Checking your system to see if IPsec got installed and started correctly

Version check and ipsec on-path                             [OK]

Checking for KLIPS support in kernel                        [OK]

Checking for RSA private key (/etc/ipsec/ipsec.secrets)     [OK]

Checking that pluto is running                              [OK]

DNS checks.

Looking for forward key for matrix                          /usr/lib/ipsec/verify: line 96: host: command not found

[FAILED]

Looking for KEY in reverse map: 127.215.226.217.in-addr.arpa/usr/lib/ipsec/verify: line 128: host: command not found

[FAILED]

Does the machine have at least one non-private address      [OK]

Und wo trage ich den Benutzer ein der sich einwählen darf??

----------

## Bender007

ich bin am verzweifeln ich bekomme diese DNS meldung nicht weg !!!

Hat das was mit dem Key zu tun?? 

So wie ich das jetzt verstanden habe muss ich in die ipsec.conf auch noch einen key eintragen ... aber welchen und wo??

Hier nochmal die Fehlermeldung:

ipsec verify 

Checking your system to see if IPsec got installed and started correctly 

Version check and ipsec on-path [OK] 

Checking for KLIPS support in kernel [OK] 

Checking for RSA private key (/etc/ipsec/ipsec.secrets) [OK] 

Checking that pluto is running [OK] 

DNS checks. 

Looking for forward key for matrix /usr/lib/ipsec/verify: line 96: host: command not found 

[FAILED] 

Looking for KEY in reverse map: 127.215.226.217.in-addr.arpa/usr/lib/ipsec/verify: line 128: host: command not found 

[FAILED] 

Does the machine have at least one non-private address [OK]

----------

## Beforegod

Sieht fast so aus als würde Dir die Bind-Tools fehlen.

Installiere diese mal nach

emerge bind-tools (oder bind-utils)..

/bin mir nicht 100% sicher)

----------

## Bender007

cool hat geklappt danke beforegod nur eine Fehlermeldung gibt er noch aus:

matrix root # ipsec verify

Checking your system to see if IPsec got installed and started correctly

Version check and ipsec on-path                             [OK]

Checking for KLIPS support in kernel                        [OK]

Checking for RSA private key (/etc/ipsec/ipsec.secrets)     [OK]

Checking that pluto is running                              [OK]

DNS checks.

Looking for forward key for matrix                          [OK]

Looking for KEY in reverse map: 127.215.226.217.in-addr.arpa[FAILED]

Does the machine have at least one non-private address      [OK]

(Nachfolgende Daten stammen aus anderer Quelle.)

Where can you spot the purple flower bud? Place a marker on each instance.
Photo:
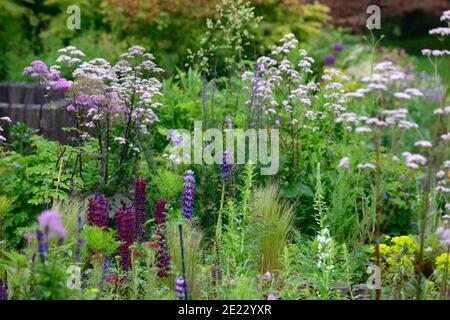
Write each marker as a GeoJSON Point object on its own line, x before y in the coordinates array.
{"type": "Point", "coordinates": [3, 290]}
{"type": "Point", "coordinates": [338, 47]}
{"type": "Point", "coordinates": [162, 256]}
{"type": "Point", "coordinates": [180, 288]}
{"type": "Point", "coordinates": [51, 221]}
{"type": "Point", "coordinates": [329, 59]}
{"type": "Point", "coordinates": [226, 166]}
{"type": "Point", "coordinates": [62, 84]}
{"type": "Point", "coordinates": [126, 233]}
{"type": "Point", "coordinates": [188, 194]}
{"type": "Point", "coordinates": [98, 212]}
{"type": "Point", "coordinates": [140, 203]}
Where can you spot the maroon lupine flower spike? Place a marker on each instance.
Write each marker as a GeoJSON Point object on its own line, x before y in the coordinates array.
{"type": "Point", "coordinates": [162, 256]}
{"type": "Point", "coordinates": [3, 290]}
{"type": "Point", "coordinates": [98, 212]}
{"type": "Point", "coordinates": [126, 233]}
{"type": "Point", "coordinates": [140, 202]}
{"type": "Point", "coordinates": [160, 212]}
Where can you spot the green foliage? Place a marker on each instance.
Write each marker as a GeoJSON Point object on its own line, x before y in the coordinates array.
{"type": "Point", "coordinates": [100, 241]}
{"type": "Point", "coordinates": [273, 221]}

Das kann daran liegen das ich doch noch einen key in die ipsec.conf eintragen muss oder ?? ich steig durch diesen key krams langsam net mehr durch wenn jemand die ipsec.conf zur hand hat wäre das supercool.. Oder kann mir einer sagen was ich da für einen key eintragen muss ?

Was mir aufgefallen ist das die adresse oben wo er den fehler meldet das ist meine ip adresse aber falsch rum...

217.226.215.127 das ist meine aktuelle ip...Last edited by Bender007 on Wed Aug 27, 2003 3:05 pm; edited 1 time in total

----------

## Medial

Ohne mich zu weit aus dem Fenster hinauslehen zu wollen da ich eigenlich net so viel Ahnung von Frees/WAN hab, sind meines wissenstands nach diese beiden Punkte für dich eigenlich egal, da sie eigenlich (wie gesagt nach meinem wissensstand) nur für "opportunistic encryption"  gebraucht werden. Falls du das tatsächlich brauchen solltest kannst du dich ja mal hier reinlesen. Ansonsten würd ich an deiner stelle mir  nochmal die  ipsec.conf anschauen und schauen ob man OE nicht deaktivieren kann .

----------

## Bender007

mhh ich hab mal nachgeschaut aber die Option das man das deaktivieren kann hab ich nicht gefunden... wenn ich den ipsec server starte kann ich nicht connecten (mit den in win 2000 eingebundenen client)!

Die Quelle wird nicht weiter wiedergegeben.